Complex carbohydrates take longer to digest and can be found in vegetables, whole grain breads and pastas, brown rice, etc. The refining process of some foods such as rice removes some of the fiber and nutrients from the grain. A bowl of whole grains will fill you up faster and keep you energized longer than a bowl of sugar-filled grains, due to the way the body processes and uses carbohydrates.

When it comes to diets, there isn’t much of a difference in the long run between a low carb diet and a low fat diet. Rather choose healthy, energy-sustaining carbohydrate sources to add to your diet. I eat whole grains, legumes, fruits and vegetables and avoid sweetened foods with high sugar content. Nano 350 Weight Management also helps the body control blood sugar levels and distributes energy intake more evenly, which in turn suppresses appetite.

What does the body do with carbohydrates?

The liver digests carbohydrates by breaking them down into simple sugars like glucose, which stimulates insulin production in the pancreas.
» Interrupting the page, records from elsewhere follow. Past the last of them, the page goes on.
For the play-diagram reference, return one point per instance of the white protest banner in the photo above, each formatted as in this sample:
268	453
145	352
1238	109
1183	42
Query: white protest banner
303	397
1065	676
Insulin’s job is to bring sugar into the body’s cells to use for energy. The two different types of carbohydrates affect insulin production differently. Simple carbohydrates raise insulin levels faster and energy is used faster (sugar or energy rush). While complex carbohydrates take longer to digest, resulting in longer lasting energy and a lower insulin reaction in the body.
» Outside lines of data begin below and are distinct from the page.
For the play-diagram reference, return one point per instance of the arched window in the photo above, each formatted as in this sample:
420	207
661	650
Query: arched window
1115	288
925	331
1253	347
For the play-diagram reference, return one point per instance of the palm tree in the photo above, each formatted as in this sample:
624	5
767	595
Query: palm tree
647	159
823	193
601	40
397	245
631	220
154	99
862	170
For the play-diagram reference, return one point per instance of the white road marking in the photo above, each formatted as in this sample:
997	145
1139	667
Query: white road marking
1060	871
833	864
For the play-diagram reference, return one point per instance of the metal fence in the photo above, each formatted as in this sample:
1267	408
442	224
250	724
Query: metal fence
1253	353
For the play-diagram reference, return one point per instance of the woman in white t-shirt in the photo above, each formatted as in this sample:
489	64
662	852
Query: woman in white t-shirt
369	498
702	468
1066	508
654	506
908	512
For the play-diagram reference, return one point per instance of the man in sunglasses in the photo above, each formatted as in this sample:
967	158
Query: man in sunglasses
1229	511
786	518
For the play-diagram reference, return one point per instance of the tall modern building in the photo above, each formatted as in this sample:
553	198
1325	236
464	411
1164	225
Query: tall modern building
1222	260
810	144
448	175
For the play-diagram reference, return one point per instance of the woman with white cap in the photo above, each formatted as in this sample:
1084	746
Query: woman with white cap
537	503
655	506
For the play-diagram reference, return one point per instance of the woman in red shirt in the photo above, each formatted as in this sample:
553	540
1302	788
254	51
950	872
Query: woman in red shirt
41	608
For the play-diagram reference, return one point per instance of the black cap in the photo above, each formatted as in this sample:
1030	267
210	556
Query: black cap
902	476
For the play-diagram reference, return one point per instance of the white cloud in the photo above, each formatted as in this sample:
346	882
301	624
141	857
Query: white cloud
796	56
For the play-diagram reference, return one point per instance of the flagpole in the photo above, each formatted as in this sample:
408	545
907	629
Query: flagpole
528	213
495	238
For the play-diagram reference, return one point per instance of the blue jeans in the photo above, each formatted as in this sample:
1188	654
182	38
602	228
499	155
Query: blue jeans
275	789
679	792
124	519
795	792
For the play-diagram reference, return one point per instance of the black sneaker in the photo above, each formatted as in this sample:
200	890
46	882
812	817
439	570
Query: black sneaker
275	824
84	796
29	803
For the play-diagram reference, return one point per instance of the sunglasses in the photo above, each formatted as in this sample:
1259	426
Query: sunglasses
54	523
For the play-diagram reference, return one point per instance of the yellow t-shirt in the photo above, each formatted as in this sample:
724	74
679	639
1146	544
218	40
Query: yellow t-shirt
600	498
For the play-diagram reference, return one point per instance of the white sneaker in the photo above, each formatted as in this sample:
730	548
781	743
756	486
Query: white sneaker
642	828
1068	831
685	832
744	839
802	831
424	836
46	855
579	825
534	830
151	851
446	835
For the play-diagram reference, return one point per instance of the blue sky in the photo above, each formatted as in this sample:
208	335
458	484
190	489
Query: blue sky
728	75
When the body produces too much glucose, it is stored in the liver and muscles for later use. This is called glycogen and is used for short bursts of energy when the body needs it. Leftover or unused glycogen is stored as fat. During prolonged periods of exercise (such as a strenuous workout or long-distance run), the body draws on its fat stores for additional energy, thereby burning unwanted fat.

What type of carbohydrate is best for me?

Like anything and everything we choose to add to our daily diet, it should be in moderation. The body needs certain amounts of carbohydrates to function properly. Insufficient intake can lead to fatigue, muscle cramps and lack of concentration. Although carbohydrates are an important part of our diet, the body can produce energy from stored fat and protein. While this is only recommended for short periods of time, avoiding all carbohydrates will negatively affect your health. Low-carb diets have been touted as healthy, but if taken to an extreme, they can be dangerous to your overall well-being. Remember that low carb does not mean “no carbs.” Be sure to eat moderate amounts of complex carbohydrates to keep your body’s fuel levels constant.